Elle était belle, très belle et n’avait pas vingt ans.

De ses yeux bruns, si purs qu’ils en étaient troublants, débordait une jeunesse toute de candeur et d’attirance. Si mignonne et si fraîche était sa bouche que l’on n’aurait pu qu’y becqueter des baisers.

L’ovale aux traits fins était somptueusement encadré d’une chevelure d’or fauve. La physionomie ouverte reflétait toute son âme ; il s’en dégageait une éternelle bonté qui appelait les regards et gagnait les cœurs.

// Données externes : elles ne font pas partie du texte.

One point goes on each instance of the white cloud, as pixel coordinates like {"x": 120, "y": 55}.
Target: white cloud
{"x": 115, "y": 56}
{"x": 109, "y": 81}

Rosalyne, malheureusement, souffrait d’une de ces natures de femme et d’enfant que la plus légère peine fait pleurer. Il règne tant de tendresse et de sensibilité au fond de leur être, qu’un réel chagrin les abat avec la même violence que la grêle fauchant en pleine vie les épis d’or.

***

La jeune fille se baissait pour cueillir une marguerite — la marguerite que l’on effeuille quand on a vingt ans — lorsqu’elle fit entendre un petit cri de fauvette effarouchée. Deux mains s’étaient posées sur ses yeux. Une voix caressante ayant aussitôt demandé : qui suis-je ? elle reconnut le bandeau d’amour qui emprisonnait ses yeux.

Rosalyne se dégagea lentement, et tout bas :

— Julien ! dit-elle.

Celui-ci sourit sans mot dire, mais quel sourire ! Il contenait tout un monde d’amour, d’espérances et de promesses.